A decade on, the Baltic states of Latvia, Estonia and Lithuania stand
out as the only clear winners. They are stable, in rude economic health
and knocking on the door of the European Union and NATO.

However for the rest, the post-Soviet reality has been one of economic
meltdown, bloody wars, civil strife, dictatorial regimes and being
caught in a tug-of-war between rival geopolitical masters.

Independence opened up a Pandora's Box of ethnic and tribal disputes,
the result of which was four major conflicts in the republics outside
Russia.

Civil war in Tajikistan, a conflict between Moldova and Russia over
Transdnestr, Armenia and Azerbaijan's war over Nagorno-Karabakh, and
Georgia's fight against Abkhaz separatists cost thousands of lives and
continue to blight the economies of the countries involved.

The conflict in Abkhazia is dragging on and now threatens to shatter
Georgia's already brittle relations with Russia while the fall-out is
turning the country into a no-go area for foreign aid and investment.

On the economic front, the ex-Soviet republics went through the same
agonies of market reform as Russia, made worse because many lacked
Russia's natural resources and none had the huge internal market to
sustain them.

Ambitious plans to create a free-trade zone out of the ruins of the
Soviet Union could have helped, but bickering meant they came to
nothing.

"We used to have a ready market for our goods in the Soviet Union," said
Adil, director of a privatised factory making electrical goods in
Azerbaijan's capital, Baku.

"But now all those economic ties are broken and yet we can't export
anywhere else because no one trusts our goods."

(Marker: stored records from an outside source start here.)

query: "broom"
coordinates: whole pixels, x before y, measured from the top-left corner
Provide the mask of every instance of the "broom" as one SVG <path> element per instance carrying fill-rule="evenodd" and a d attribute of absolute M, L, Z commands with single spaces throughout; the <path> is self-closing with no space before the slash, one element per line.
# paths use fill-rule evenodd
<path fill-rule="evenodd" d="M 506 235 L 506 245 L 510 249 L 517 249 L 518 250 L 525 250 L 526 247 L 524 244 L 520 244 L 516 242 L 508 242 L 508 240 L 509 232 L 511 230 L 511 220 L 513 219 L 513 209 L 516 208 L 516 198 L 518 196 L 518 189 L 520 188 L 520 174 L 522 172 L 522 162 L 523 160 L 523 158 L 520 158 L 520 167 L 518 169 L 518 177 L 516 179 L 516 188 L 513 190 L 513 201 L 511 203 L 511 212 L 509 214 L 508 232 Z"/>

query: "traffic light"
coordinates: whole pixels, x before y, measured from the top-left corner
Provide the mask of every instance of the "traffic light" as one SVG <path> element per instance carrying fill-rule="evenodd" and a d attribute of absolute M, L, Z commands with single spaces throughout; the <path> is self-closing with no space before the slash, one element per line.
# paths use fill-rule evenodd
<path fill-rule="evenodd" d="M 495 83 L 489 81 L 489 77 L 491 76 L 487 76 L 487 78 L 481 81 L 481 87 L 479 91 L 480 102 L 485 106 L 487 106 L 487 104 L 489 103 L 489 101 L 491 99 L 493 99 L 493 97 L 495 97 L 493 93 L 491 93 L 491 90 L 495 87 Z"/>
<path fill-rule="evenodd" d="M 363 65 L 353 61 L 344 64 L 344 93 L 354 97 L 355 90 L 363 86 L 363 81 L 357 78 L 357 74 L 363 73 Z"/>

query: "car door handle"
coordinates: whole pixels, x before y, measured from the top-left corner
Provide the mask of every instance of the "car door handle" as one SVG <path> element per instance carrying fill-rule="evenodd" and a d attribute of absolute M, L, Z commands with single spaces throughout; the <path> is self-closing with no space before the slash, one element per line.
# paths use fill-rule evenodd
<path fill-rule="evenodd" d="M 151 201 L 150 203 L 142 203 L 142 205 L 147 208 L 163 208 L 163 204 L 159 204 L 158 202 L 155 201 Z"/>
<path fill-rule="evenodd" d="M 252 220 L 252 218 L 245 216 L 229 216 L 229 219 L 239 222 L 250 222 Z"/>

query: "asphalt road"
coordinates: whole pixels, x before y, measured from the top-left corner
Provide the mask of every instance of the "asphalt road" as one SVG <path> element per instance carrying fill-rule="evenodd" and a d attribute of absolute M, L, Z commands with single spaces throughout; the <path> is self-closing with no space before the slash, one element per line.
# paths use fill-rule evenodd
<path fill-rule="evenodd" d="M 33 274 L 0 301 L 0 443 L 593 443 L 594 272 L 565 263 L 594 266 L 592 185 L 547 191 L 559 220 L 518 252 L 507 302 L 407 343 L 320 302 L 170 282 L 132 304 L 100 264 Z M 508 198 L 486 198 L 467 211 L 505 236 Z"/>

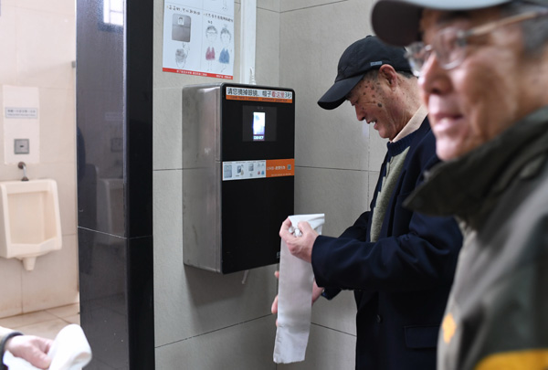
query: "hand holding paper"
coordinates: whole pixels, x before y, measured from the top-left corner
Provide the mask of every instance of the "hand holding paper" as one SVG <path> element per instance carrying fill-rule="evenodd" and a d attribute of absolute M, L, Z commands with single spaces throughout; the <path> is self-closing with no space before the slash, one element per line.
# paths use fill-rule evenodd
<path fill-rule="evenodd" d="M 278 312 L 274 346 L 274 362 L 278 364 L 304 360 L 311 328 L 314 280 L 309 262 L 314 240 L 321 232 L 323 219 L 322 214 L 290 216 L 279 230 L 282 238 L 279 285 L 278 301 L 275 300 L 272 304 L 272 312 Z M 291 234 L 291 231 L 299 234 L 295 228 L 299 228 L 300 237 Z M 299 258 L 290 252 L 290 245 Z"/>

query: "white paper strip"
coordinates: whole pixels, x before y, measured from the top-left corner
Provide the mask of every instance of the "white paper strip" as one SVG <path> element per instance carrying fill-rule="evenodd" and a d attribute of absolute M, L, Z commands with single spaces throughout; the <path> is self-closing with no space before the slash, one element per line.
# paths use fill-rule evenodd
<path fill-rule="evenodd" d="M 300 221 L 307 221 L 321 234 L 324 218 L 323 214 L 290 216 L 296 235 L 299 235 L 297 225 Z M 304 361 L 311 330 L 313 281 L 312 266 L 292 256 L 282 240 L 278 288 L 278 330 L 274 345 L 274 362 L 277 364 Z"/>

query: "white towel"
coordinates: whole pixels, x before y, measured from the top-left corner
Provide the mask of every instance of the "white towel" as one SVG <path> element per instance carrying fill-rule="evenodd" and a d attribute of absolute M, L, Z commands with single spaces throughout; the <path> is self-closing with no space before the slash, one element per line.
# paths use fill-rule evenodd
<path fill-rule="evenodd" d="M 307 221 L 321 234 L 324 218 L 323 214 L 290 216 L 295 235 L 300 234 L 297 228 L 300 221 Z M 311 331 L 314 273 L 310 263 L 290 253 L 283 240 L 280 250 L 274 362 L 290 364 L 304 361 Z"/>
<path fill-rule="evenodd" d="M 47 355 L 52 359 L 49 370 L 81 370 L 91 361 L 91 348 L 79 325 L 70 324 L 57 334 Z M 9 370 L 39 370 L 9 351 L 4 354 L 4 364 Z"/>

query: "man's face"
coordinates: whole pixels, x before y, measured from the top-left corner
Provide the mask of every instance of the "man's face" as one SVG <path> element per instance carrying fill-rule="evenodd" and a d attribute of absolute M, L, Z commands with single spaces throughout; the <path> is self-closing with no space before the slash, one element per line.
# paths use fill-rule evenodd
<path fill-rule="evenodd" d="M 421 21 L 424 41 L 431 44 L 440 29 L 467 30 L 501 17 L 498 8 L 459 14 L 425 10 Z M 437 139 L 437 156 L 449 160 L 489 142 L 525 115 L 523 71 L 519 26 L 472 37 L 466 58 L 451 69 L 443 69 L 431 56 L 419 86 Z M 434 54 L 434 53 L 433 53 Z"/>
<path fill-rule="evenodd" d="M 347 100 L 354 107 L 358 121 L 374 123 L 373 128 L 382 138 L 392 140 L 406 123 L 401 124 L 402 120 L 398 119 L 401 107 L 393 95 L 389 84 L 379 74 L 376 79 L 366 76 L 358 82 Z"/>

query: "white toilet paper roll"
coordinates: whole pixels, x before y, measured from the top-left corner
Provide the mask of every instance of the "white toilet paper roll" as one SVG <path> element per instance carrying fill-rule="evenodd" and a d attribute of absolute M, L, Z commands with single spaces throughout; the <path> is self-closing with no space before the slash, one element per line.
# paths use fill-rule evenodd
<path fill-rule="evenodd" d="M 324 218 L 323 214 L 290 216 L 296 235 L 300 221 L 307 221 L 321 234 Z M 274 362 L 290 364 L 304 361 L 311 330 L 314 273 L 310 263 L 290 253 L 283 240 L 280 251 Z"/>

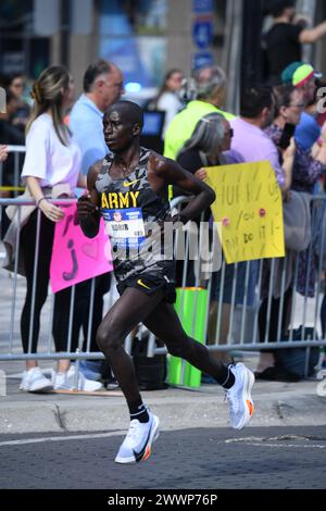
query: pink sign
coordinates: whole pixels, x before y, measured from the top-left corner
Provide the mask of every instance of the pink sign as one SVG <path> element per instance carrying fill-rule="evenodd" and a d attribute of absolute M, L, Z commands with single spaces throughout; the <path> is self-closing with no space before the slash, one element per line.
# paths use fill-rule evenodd
<path fill-rule="evenodd" d="M 76 204 L 64 208 L 65 216 L 55 225 L 50 282 L 52 291 L 112 271 L 111 249 L 101 219 L 99 234 L 95 238 L 84 236 Z"/>

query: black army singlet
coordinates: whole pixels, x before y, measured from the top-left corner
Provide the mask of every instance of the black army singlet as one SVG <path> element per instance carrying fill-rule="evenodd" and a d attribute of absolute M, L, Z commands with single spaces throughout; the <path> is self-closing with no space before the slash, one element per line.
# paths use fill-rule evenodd
<path fill-rule="evenodd" d="M 151 235 L 153 223 L 170 217 L 167 186 L 163 194 L 152 190 L 148 180 L 150 150 L 140 148 L 138 166 L 125 178 L 110 176 L 113 155 L 108 154 L 96 182 L 100 211 L 110 236 L 114 274 L 117 283 L 140 282 L 174 285 L 175 262 L 163 259 L 162 236 Z M 158 225 L 158 224 L 154 224 Z M 150 236 L 149 236 L 150 234 Z M 171 250 L 167 250 L 172 253 Z M 165 248 L 166 253 L 166 248 Z M 137 281 L 136 281 L 137 282 Z"/>

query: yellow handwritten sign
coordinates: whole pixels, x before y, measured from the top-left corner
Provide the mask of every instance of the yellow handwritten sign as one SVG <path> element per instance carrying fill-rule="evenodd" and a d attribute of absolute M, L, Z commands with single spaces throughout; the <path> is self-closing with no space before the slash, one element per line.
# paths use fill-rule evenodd
<path fill-rule="evenodd" d="M 267 161 L 206 167 L 228 264 L 285 256 L 281 195 Z"/>

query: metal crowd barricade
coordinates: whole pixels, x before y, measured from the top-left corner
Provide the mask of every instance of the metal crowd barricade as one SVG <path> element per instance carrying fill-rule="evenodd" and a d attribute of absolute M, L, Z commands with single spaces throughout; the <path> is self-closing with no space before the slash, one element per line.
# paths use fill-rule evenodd
<path fill-rule="evenodd" d="M 174 208 L 180 208 L 181 204 L 187 202 L 187 198 L 177 198 L 174 199 L 172 202 L 172 205 Z M 325 197 L 318 197 L 317 200 L 325 201 Z M 60 204 L 60 203 L 71 203 L 74 200 L 72 199 L 65 199 L 65 200 L 55 200 L 54 202 Z M 315 202 L 315 199 L 314 201 Z M 8 204 L 33 204 L 33 201 L 22 201 L 22 199 L 0 199 L 0 207 L 4 207 Z M 20 208 L 18 208 L 18 214 L 20 214 Z M 313 209 L 314 211 L 314 209 Z M 203 217 L 202 217 L 203 219 Z M 201 219 L 201 220 L 202 220 Z M 204 233 L 201 229 L 201 223 L 200 223 L 200 235 L 199 235 L 199 247 L 203 245 L 203 236 Z M 36 241 L 36 253 L 38 253 L 39 250 L 39 227 L 40 227 L 40 212 L 38 211 L 38 217 L 37 217 L 37 241 Z M 176 233 L 176 244 L 178 242 L 177 238 L 180 236 L 180 232 Z M 184 269 L 183 269 L 183 283 L 181 287 L 187 287 L 187 277 L 188 277 L 188 272 L 189 272 L 189 251 L 191 250 L 190 247 L 190 230 L 187 230 L 187 235 L 185 237 L 185 261 L 184 261 Z M 324 232 L 323 236 L 324 237 Z M 326 237 L 326 236 L 325 236 Z M 91 294 L 90 294 L 90 303 L 89 303 L 89 326 L 88 326 L 88 333 L 87 333 L 87 348 L 86 351 L 82 351 L 80 349 L 80 342 L 78 346 L 78 349 L 76 352 L 71 351 L 72 347 L 72 324 L 73 324 L 73 310 L 74 310 L 74 301 L 75 301 L 75 289 L 73 288 L 73 292 L 71 296 L 71 316 L 70 316 L 70 327 L 68 327 L 68 338 L 67 338 L 67 350 L 65 352 L 54 352 L 52 349 L 52 334 L 51 334 L 51 327 L 52 327 L 52 319 L 53 319 L 53 296 L 49 295 L 48 300 L 51 302 L 50 310 L 48 312 L 48 326 L 49 331 L 47 333 L 47 342 L 42 341 L 40 342 L 39 347 L 40 350 L 38 353 L 32 353 L 32 332 L 33 332 L 33 325 L 30 325 L 30 331 L 29 331 L 29 352 L 28 353 L 23 353 L 22 351 L 22 346 L 21 346 L 21 339 L 20 335 L 15 334 L 15 324 L 17 320 L 20 319 L 20 311 L 18 307 L 22 304 L 20 302 L 20 295 L 17 291 L 22 292 L 25 287 L 25 281 L 23 281 L 17 273 L 17 259 L 18 259 L 18 244 L 20 244 L 20 232 L 17 233 L 17 239 L 16 239 L 16 252 L 15 252 L 15 267 L 14 267 L 14 273 L 13 273 L 13 278 L 12 278 L 12 294 L 10 297 L 10 303 L 8 303 L 8 298 L 4 296 L 5 294 L 1 292 L 0 294 L 0 304 L 1 304 L 1 331 L 3 335 L 7 336 L 8 338 L 8 345 L 3 342 L 3 340 L 0 340 L 0 361 L 10 361 L 10 360 L 57 360 L 57 359 L 75 359 L 75 360 L 80 360 L 80 359 L 102 359 L 103 354 L 99 351 L 97 352 L 91 352 L 90 351 L 90 342 L 91 342 L 91 315 L 92 315 L 92 304 L 95 300 L 95 279 L 92 281 L 91 284 Z M 326 239 L 322 239 L 322 250 L 323 246 L 325 245 Z M 41 250 L 41 246 L 40 246 Z M 312 244 L 310 245 L 310 251 L 313 250 Z M 1 249 L 2 253 L 3 250 Z M 195 261 L 196 263 L 196 261 Z M 242 264 L 242 266 L 240 266 Z M 283 266 L 281 270 L 281 275 L 280 275 L 280 290 L 279 290 L 279 311 L 280 313 L 278 314 L 277 317 L 277 338 L 275 341 L 271 341 L 268 338 L 268 332 L 269 332 L 269 324 L 272 321 L 272 299 L 273 299 L 273 287 L 274 287 L 274 281 L 276 278 L 275 276 L 275 270 L 276 270 L 276 260 L 269 260 L 269 278 L 268 282 L 264 283 L 265 287 L 268 289 L 267 290 L 267 314 L 266 314 L 266 325 L 265 325 L 265 338 L 260 339 L 259 338 L 259 327 L 258 327 L 258 320 L 259 320 L 259 311 L 260 311 L 260 304 L 261 304 L 261 290 L 263 287 L 263 282 L 265 281 L 264 277 L 264 261 L 258 261 L 256 263 L 248 262 L 248 263 L 239 263 L 234 265 L 234 273 L 233 273 L 233 279 L 230 282 L 229 276 L 227 276 L 227 265 L 225 261 L 222 262 L 222 267 L 218 273 L 218 282 L 220 282 L 220 295 L 217 298 L 217 313 L 216 317 L 210 316 L 211 312 L 211 303 L 209 303 L 209 307 L 206 308 L 205 311 L 205 317 L 200 319 L 201 321 L 204 322 L 204 329 L 205 329 L 205 338 L 209 338 L 209 329 L 212 327 L 212 322 L 214 323 L 214 329 L 215 329 L 215 339 L 210 340 L 208 344 L 208 348 L 213 351 L 264 351 L 264 350 L 271 350 L 271 348 L 274 349 L 283 349 L 283 348 L 296 348 L 296 347 L 321 347 L 321 346 L 326 346 L 326 340 L 325 338 L 319 338 L 317 339 L 317 332 L 321 331 L 319 324 L 318 324 L 318 315 L 319 315 L 319 307 L 321 307 L 321 284 L 322 284 L 322 275 L 323 271 L 326 270 L 323 267 L 323 261 L 319 260 L 318 267 L 316 269 L 316 294 L 314 298 L 309 298 L 308 296 L 308 289 L 309 289 L 309 271 L 306 272 L 306 283 L 305 283 L 305 289 L 306 292 L 302 297 L 298 295 L 297 292 L 293 294 L 293 300 L 291 302 L 291 311 L 290 311 L 290 319 L 288 321 L 289 324 L 289 338 L 285 340 L 283 338 L 283 329 L 281 329 L 281 323 L 283 323 L 283 304 L 284 304 L 284 296 L 286 291 L 286 283 L 287 283 L 287 270 L 286 265 Z M 37 258 L 35 262 L 35 270 L 37 267 Z M 243 270 L 244 269 L 244 270 Z M 292 276 L 292 283 L 293 287 L 296 289 L 297 287 L 297 281 L 298 281 L 298 271 L 299 271 L 299 254 L 296 256 L 296 261 L 292 265 L 293 269 L 293 276 Z M 240 271 L 241 270 L 241 271 Z M 254 302 L 249 303 L 249 287 L 250 283 L 252 279 L 252 272 L 253 270 L 255 271 L 255 281 L 254 281 Z M 240 273 L 239 273 L 240 272 Z M 8 288 L 8 284 L 11 282 L 8 278 L 8 273 L 4 270 L 0 271 L 0 278 L 2 282 L 5 282 L 5 287 Z M 5 281 L 7 279 L 7 281 Z M 238 283 L 240 282 L 242 288 L 243 288 L 243 300 L 242 303 L 239 306 L 237 303 L 237 286 Z M 267 284 L 267 286 L 266 286 Z M 203 275 L 198 271 L 197 265 L 195 264 L 195 284 L 193 287 L 195 289 L 199 289 L 200 287 L 205 287 L 208 289 L 209 296 L 211 296 L 212 291 L 212 286 L 214 286 L 214 281 L 212 281 L 212 275 Z M 36 282 L 34 284 L 33 288 L 33 307 L 35 307 L 35 292 L 36 292 Z M 229 322 L 229 327 L 228 327 L 228 335 L 224 344 L 221 344 L 218 339 L 221 338 L 221 332 L 222 332 L 222 325 L 223 325 L 223 292 L 226 286 L 229 286 L 230 289 L 230 303 L 228 303 L 228 322 Z M 1 286 L 2 287 L 2 286 Z M 3 286 L 4 289 L 4 286 Z M 112 284 L 110 292 L 109 292 L 109 299 L 106 302 L 106 308 L 109 309 L 114 300 L 115 300 L 115 286 Z M 210 302 L 210 300 L 209 300 Z M 8 313 L 3 313 L 3 311 L 7 310 Z M 187 313 L 187 311 L 185 311 Z M 199 319 L 196 316 L 196 311 L 192 316 L 192 333 L 195 332 L 195 326 L 196 322 L 199 321 Z M 274 320 L 273 320 L 274 321 Z M 302 339 L 301 340 L 293 340 L 292 338 L 292 332 L 296 325 L 302 324 L 303 326 L 312 326 L 313 327 L 313 338 L 312 339 L 304 339 L 303 338 L 303 329 L 302 329 Z M 249 325 L 251 327 L 249 328 Z M 214 331 L 213 329 L 213 331 Z M 143 329 L 140 329 L 140 336 L 141 333 L 143 333 Z M 191 333 L 190 333 L 191 335 Z M 131 336 L 128 336 L 127 339 L 125 340 L 125 349 L 128 353 L 131 352 Z M 149 342 L 148 342 L 148 357 L 153 357 L 155 353 L 163 353 L 166 352 L 165 348 L 158 348 L 155 344 L 155 338 L 153 335 L 150 335 Z"/>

Those with their own reserves of oil and gas -- Kazakhstan,
Turkmenistan, Azerbaijan -- are enjoying some prosperity, though
anecdotal evidence suggests much of the oil wealth is pocketed by
corrupt elites.

For the rest, economic weakness means they still look to Russia for
handouts. The economies of Ukraine, Belarus, Moldova, Georgia and
Armenia owe their survival to discounted supplies of gas from Russia.

Belarus, Uzbekistan and Turkmenistan, each to varying degrees, chose to
spurn market reforms.

Everywhere, democracy spluttered and fitted but failed to genuinely get
underway.

Elections throughout Central Asia, in Azerbaijan and Belarus have all
been condemned by Western monitors as far from fair.

Ukraine is in the dock over the murder of a journalist in which
government figures are implicated, while Central Asian states are
showing a disturbing disdain for human rights.

"I thought I'd be able to retire when Communism ended," said Mikhail
Ardzinov, a human rights activist in Uzbekistan who started out as a
Soviet dissident.

"But if anything, things have got worse."